GRADE: Benchmarking Discipline-Informed Reasoning in Image Editing
AI 摘要
GRADE基准测试学科知识驱动的图像编辑推理能力,揭示现有模型在该领域的不足。
主要贡献
- 提出了GRADE基准数据集,包含10个学科领域的520个样本
- 提出了多维度评估协议,评估学科推理、视觉一致性和逻辑可读性
- 评估了20个SOTA模型,发现模型在知识密集型编辑任务中存在显著差距
方法论
构建多学科图像编辑数据集,设计多维度评估指标,对现有模型进行评估和分析,发现模型在知识推理上的不足。
原文摘要
Unified multimodal models target joint understanding, reasoning, and generation, but current image editing benchmarks are largely confined to natural images and shallow commonsense reasoning, offering limited assessment of this capability under structured, domain-specific constraints. In this work, we introduce GRADE, the first benchmark to assess discipline-informed knowledge and reasoning in image editing.
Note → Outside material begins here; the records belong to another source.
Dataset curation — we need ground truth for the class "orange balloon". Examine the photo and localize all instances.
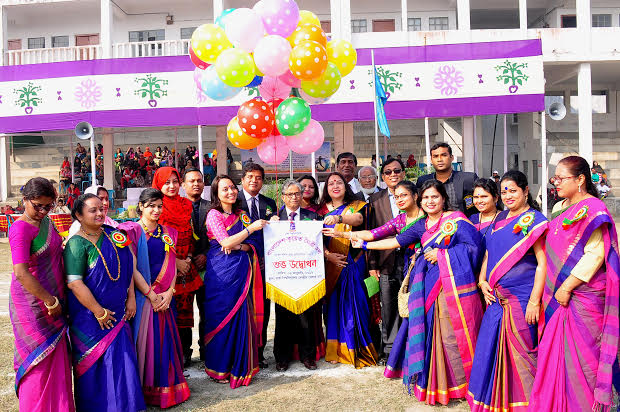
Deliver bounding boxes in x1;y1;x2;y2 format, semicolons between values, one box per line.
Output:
288;40;327;80
288;23;327;47
226;116;263;150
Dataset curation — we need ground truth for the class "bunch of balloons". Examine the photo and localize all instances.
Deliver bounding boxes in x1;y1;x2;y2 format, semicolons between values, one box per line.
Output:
189;0;357;164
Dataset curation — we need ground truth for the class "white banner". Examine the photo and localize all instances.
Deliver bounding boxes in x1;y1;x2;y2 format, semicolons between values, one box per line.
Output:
263;220;325;314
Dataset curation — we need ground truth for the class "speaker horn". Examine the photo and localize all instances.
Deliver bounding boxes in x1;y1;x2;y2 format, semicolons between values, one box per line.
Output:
74;122;93;140
547;102;566;120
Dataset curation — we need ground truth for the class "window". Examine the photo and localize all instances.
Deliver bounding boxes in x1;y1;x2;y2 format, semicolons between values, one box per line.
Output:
592;14;611;27
52;36;69;47
407;17;422;31
428;17;448;30
28;37;45;49
351;19;368;33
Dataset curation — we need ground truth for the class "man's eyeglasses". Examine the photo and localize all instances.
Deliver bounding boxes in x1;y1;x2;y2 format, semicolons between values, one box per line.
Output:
383;169;403;176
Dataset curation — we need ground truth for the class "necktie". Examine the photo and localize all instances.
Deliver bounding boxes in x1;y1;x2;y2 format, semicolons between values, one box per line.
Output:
250;197;260;221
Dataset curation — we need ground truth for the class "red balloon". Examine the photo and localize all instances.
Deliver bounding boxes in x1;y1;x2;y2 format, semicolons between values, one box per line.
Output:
237;99;276;139
189;44;210;70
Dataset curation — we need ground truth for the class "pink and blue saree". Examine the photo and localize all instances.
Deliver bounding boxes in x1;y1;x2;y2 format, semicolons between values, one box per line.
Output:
204;209;263;389
396;212;482;405
64;225;146;412
467;209;548;412
9;217;75;411
529;198;620;412
119;222;190;408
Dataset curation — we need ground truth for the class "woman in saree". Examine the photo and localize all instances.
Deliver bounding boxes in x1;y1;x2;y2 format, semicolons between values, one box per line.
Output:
204;175;267;389
63;194;146;412
467;170;548;412
120;188;190;408
318;172;378;368
529;156;620;412
324;180;424;378
9;177;75;411
355;179;482;405
153;167;202;367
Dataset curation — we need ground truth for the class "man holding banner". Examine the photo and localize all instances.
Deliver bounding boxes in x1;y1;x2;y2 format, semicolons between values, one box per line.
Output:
264;180;325;371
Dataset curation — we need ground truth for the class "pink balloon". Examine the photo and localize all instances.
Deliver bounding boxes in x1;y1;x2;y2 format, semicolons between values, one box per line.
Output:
258;76;292;101
286;119;325;154
256;135;289;165
254;0;299;37
278;70;301;87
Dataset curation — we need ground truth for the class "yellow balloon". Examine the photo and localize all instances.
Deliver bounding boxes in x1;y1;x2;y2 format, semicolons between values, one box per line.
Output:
191;24;233;64
297;10;321;27
327;40;357;77
301;62;342;98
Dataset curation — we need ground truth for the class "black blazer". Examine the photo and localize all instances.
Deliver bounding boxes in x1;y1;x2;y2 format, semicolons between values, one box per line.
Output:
416;171;478;216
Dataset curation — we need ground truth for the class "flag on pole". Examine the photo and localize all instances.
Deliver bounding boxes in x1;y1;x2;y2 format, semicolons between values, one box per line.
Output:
372;65;390;139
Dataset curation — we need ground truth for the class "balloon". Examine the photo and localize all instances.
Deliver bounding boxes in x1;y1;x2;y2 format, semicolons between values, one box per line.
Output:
200;66;242;101
276;97;312;136
254;0;299;37
297;10;321;27
226;116;262;150
189;45;210;70
226;8;265;52
237;99;275;139
215;48;256;87
327;40;357;77
215;9;235;30
278;69;301;87
301;62;342;98
286;119;325;154
190;24;232;64
288;24;327;47
258;76;291;101
288;40;327;80
256;135;289;165
299;89;331;105
254;35;292;77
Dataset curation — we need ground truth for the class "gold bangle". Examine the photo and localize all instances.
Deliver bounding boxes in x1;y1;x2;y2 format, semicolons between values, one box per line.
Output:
43;296;60;310
93;308;108;321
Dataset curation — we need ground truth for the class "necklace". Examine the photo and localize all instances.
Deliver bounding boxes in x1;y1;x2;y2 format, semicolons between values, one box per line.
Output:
80;229;121;282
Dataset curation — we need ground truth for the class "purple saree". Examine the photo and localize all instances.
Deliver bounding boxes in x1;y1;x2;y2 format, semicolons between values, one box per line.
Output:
467;209;548;412
528;198;620;412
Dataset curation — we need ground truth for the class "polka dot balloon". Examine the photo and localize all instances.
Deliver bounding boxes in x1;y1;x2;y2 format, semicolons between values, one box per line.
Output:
237;99;275;139
276;97;312;136
288;40;327;80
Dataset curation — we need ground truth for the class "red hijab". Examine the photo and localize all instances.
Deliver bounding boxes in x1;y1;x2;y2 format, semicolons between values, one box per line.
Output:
152;167;193;232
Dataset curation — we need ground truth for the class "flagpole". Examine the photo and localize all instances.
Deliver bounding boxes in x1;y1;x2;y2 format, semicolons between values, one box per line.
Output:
370;49;380;169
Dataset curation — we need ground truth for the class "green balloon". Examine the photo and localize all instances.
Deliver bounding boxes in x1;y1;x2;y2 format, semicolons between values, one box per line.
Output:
276;97;312;136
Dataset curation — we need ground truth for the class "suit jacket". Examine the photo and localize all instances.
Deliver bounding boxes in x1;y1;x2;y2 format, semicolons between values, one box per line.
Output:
416;170;478;217
368;189;403;276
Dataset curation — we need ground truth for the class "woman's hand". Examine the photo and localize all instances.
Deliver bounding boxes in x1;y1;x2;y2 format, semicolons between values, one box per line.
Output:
424;248;439;265
478;280;497;305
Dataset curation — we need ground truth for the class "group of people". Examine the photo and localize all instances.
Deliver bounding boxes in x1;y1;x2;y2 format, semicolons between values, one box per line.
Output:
9;143;620;411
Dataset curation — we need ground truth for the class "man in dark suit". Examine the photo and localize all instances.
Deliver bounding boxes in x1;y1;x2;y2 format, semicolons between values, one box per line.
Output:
416;142;478;216
271;179;322;371
183;168;210;360
239;162;277;368
368;157;405;364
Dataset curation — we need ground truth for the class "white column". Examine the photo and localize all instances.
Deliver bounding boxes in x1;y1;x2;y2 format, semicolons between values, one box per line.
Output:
519;0;527;31
456;0;471;30
0;134;11;202
99;0;114;59
400;0;409;31
577;63;592;166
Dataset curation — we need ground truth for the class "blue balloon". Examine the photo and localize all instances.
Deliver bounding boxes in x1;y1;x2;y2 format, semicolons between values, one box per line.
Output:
245;76;263;87
215;9;236;30
200;65;243;101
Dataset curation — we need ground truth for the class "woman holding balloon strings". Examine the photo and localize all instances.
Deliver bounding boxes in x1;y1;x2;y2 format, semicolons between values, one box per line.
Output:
529;156;620;412
467;170;548;412
353;179;482;405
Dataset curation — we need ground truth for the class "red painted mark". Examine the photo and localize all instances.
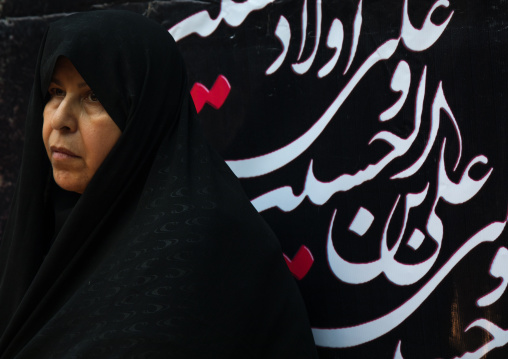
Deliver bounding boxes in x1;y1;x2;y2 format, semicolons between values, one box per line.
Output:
191;75;231;113
284;246;314;280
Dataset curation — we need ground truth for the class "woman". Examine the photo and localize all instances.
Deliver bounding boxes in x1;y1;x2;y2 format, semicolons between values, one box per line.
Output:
0;11;315;359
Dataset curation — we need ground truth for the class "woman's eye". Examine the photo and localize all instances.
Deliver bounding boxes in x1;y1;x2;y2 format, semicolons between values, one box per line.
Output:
87;92;99;102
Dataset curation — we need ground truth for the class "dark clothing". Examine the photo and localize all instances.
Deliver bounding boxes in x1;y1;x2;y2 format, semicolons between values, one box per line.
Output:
0;11;316;359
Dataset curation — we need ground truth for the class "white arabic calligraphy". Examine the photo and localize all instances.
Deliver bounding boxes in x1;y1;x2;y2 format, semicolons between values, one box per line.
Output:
312;217;506;348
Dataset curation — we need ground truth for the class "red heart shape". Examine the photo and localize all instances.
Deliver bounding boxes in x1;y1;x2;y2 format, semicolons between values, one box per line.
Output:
191;75;231;113
284;246;314;280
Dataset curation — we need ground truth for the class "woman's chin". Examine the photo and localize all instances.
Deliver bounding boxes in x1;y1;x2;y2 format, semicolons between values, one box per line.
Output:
53;171;88;194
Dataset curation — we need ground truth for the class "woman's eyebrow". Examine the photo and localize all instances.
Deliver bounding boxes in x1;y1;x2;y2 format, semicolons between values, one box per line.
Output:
51;77;89;88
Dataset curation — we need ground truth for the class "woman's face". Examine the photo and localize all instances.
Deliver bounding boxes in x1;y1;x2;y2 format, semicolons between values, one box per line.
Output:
42;57;121;193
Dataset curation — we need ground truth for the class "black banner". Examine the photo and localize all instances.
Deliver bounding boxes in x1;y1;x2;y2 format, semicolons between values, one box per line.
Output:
0;0;508;359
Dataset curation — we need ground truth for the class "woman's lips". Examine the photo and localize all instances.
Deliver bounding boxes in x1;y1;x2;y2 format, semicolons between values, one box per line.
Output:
50;146;79;160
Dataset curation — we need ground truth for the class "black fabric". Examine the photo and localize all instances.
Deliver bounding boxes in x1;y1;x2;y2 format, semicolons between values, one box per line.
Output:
0;11;316;359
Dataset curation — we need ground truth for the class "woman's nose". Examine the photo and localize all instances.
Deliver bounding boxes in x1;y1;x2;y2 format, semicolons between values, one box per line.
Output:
51;96;79;132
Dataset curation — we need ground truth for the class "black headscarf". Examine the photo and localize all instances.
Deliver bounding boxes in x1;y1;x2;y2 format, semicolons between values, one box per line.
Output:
0;11;315;359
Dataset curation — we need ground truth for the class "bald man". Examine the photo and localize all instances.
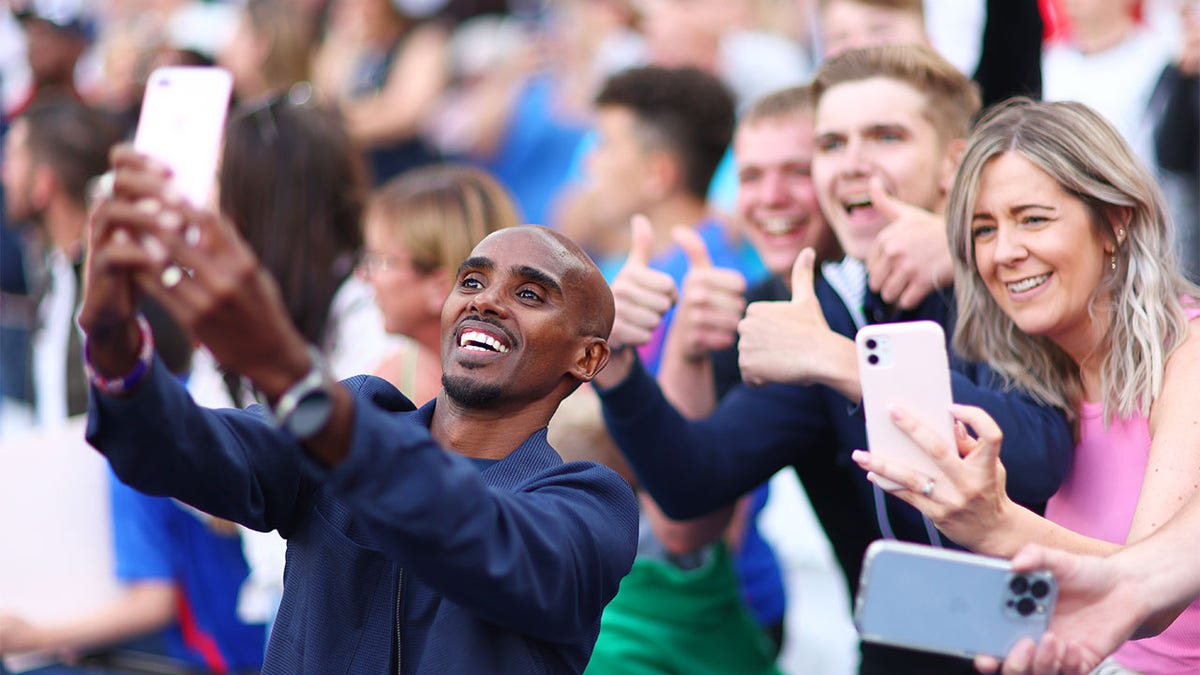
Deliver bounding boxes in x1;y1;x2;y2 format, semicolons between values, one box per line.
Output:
79;148;637;674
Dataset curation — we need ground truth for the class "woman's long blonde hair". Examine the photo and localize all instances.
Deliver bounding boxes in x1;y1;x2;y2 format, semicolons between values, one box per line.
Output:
947;98;1200;423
GRADE comprises 520 carefully curated samples across 10 academic domains, spanning from natural science to social science. To support rigorous evaluation, we propose a multi-dimensional evaluation protocol that jointly assesses Discipline Reasoning, Visual Consistency, and Logical Readability. Extensive experiments on 20 state-of-the-art open-source and closed-source models reveal substantial limitations in current models under implicit, knowledge-intensive editing settings, leading to large performance gaps. Beyond quantitative scores, we conduct rigorous analyses and ablations to expose model shortcomings and identify the constraints within disciplinary editing. Together, GRADE pinpoints key directions for the future development of unified multimodal models, advancing the research on discipline-informed image editing and reasoning. Our benchmark and evaluation code are publicly released.